# Slate or shale? pics included



## greenbirds (Jul 30, 2007)

Or something else?? I bought a bunch of this rock assuming it was slate.. Now I'm not so sure. While rinsing and scrubbing it clean, I noticed that some pieces continued to release a fine, clay-like mud as I scrubbed. Other pieces that look identical, however, seemed solid and rinsed clean. These rocks are not crumbly or sharp, but some do have some very fine, shiny particles adhering to some surfaces, with no shiny stuff on the edges. Many of the rocks are very flat on one side and somewhat textured/pitted on the other (as in the 4th photo).

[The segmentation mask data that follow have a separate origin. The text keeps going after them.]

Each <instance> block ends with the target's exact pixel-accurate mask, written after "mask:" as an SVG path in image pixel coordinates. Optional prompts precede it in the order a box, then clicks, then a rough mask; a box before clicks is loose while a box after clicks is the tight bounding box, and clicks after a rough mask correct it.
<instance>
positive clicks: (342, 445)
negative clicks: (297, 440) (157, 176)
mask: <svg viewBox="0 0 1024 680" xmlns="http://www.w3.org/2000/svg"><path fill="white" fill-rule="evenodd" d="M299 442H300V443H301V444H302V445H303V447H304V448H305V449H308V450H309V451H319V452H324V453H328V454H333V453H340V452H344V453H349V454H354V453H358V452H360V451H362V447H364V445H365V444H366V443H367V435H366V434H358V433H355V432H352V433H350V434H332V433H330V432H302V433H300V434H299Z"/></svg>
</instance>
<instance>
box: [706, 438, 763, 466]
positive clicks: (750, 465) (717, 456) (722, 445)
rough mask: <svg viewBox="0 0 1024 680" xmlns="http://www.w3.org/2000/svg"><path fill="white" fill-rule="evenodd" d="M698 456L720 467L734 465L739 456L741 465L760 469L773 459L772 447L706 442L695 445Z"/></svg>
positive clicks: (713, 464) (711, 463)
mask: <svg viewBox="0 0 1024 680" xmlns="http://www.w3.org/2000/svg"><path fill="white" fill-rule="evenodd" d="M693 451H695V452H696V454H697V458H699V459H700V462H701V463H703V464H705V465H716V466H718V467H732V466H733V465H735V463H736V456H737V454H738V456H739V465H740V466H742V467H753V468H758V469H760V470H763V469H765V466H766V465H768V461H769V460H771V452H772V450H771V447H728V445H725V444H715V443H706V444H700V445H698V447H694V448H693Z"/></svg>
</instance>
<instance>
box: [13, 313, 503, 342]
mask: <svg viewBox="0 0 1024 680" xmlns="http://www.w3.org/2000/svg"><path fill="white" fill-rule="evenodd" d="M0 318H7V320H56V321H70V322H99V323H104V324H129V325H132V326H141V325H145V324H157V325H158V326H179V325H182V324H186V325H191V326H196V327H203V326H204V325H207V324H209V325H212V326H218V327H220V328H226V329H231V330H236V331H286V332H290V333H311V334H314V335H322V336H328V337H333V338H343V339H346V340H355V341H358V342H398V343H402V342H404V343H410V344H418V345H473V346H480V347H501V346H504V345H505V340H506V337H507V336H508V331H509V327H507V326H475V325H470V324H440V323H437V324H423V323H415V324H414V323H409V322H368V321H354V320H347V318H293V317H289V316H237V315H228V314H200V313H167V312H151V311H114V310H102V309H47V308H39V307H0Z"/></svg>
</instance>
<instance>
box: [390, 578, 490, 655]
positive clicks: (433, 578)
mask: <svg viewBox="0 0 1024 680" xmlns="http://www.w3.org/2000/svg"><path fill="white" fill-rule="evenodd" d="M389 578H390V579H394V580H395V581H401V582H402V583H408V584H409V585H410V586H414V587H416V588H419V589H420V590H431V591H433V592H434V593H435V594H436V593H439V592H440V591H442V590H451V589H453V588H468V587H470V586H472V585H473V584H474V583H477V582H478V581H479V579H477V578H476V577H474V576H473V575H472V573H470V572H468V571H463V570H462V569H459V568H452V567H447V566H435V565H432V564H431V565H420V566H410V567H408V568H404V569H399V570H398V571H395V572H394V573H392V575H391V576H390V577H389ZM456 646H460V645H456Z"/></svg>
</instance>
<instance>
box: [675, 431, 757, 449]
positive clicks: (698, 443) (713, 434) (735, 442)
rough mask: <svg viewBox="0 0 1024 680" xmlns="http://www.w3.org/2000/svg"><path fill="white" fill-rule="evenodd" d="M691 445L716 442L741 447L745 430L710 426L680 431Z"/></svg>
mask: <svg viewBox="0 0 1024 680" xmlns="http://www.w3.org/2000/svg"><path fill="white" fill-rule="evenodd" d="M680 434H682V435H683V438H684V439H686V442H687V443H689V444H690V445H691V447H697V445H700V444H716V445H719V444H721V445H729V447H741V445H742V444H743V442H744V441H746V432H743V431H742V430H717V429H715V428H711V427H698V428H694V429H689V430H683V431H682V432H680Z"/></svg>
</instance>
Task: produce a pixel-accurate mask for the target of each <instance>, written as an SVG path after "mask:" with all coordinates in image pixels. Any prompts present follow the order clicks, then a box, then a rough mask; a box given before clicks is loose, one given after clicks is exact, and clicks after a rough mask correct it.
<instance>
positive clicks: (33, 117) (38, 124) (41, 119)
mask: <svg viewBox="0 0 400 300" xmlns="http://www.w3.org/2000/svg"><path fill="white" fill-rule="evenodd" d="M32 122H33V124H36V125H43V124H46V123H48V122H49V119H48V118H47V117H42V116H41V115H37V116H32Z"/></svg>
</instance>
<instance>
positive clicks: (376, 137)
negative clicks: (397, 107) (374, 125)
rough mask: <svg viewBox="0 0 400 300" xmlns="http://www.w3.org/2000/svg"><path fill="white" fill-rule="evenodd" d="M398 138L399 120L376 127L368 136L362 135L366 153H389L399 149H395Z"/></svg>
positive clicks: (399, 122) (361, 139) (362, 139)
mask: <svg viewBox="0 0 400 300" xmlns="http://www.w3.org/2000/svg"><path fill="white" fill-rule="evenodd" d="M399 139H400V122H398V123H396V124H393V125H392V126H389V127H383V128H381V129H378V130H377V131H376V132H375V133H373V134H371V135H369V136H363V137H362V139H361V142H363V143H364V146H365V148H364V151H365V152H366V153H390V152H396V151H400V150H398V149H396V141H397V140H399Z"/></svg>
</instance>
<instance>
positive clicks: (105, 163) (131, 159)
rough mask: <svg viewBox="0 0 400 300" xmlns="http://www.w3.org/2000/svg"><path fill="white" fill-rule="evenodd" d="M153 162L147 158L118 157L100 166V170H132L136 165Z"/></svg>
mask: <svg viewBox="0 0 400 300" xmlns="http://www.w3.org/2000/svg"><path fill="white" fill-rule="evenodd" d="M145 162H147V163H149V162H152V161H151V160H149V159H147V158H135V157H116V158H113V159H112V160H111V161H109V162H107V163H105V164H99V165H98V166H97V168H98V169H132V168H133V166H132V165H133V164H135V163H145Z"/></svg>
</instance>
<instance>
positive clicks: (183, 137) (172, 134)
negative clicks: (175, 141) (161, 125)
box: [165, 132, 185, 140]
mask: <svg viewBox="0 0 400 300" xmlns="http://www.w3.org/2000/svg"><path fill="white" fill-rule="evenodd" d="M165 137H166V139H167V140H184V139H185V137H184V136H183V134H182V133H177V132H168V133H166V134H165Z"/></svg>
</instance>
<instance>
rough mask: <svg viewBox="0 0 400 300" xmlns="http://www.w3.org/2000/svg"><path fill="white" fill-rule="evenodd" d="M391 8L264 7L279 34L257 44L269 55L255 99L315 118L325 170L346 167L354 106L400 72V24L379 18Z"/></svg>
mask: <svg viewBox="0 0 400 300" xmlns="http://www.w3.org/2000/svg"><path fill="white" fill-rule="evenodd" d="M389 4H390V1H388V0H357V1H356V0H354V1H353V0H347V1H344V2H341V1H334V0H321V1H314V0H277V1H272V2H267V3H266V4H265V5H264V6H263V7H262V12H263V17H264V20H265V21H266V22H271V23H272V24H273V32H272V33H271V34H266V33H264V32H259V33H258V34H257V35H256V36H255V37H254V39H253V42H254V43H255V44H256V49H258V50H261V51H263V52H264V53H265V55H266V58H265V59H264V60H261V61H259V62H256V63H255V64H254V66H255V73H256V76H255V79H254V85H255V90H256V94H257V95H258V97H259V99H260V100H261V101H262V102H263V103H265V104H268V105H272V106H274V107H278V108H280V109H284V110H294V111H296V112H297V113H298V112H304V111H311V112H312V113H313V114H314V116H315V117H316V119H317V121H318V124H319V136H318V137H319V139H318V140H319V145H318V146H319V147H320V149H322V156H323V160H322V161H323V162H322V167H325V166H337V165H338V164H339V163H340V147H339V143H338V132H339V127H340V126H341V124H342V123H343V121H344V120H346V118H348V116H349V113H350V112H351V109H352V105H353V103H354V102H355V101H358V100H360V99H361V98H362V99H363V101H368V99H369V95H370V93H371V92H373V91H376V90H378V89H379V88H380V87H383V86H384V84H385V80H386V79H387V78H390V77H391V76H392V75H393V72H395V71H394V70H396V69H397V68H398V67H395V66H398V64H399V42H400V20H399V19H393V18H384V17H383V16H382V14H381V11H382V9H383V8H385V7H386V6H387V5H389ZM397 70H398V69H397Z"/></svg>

I just started the bucket test to see if an oily residue results from a soaking.


----------



## mavericks (Jan 22, 2007)

It looks like flagstone to me. Oklahoma silver mist or Pennsylvania blue grey.


----------



## greenbirds (Jul 30, 2007)

Thank you for that. I looked at some photos of the silver mist flagstone and mine appears to be very similar. Any chance you know if it actually contains any silver (bad for fish)? Google searches have been no help. Many sites talk about "silver and gray colors" but make no mention as to whether it actually contains any.


----------



## mavericks (Jan 22, 2007)

I think that silver just refers to the overall color tone. I've only used it on pools...but I can't imagine it being harmful to fish.


----------



## mavericks (Jan 22, 2007)

Sorry...it just came to me! I have a buddy who used silver mist in a Koi pond.


----------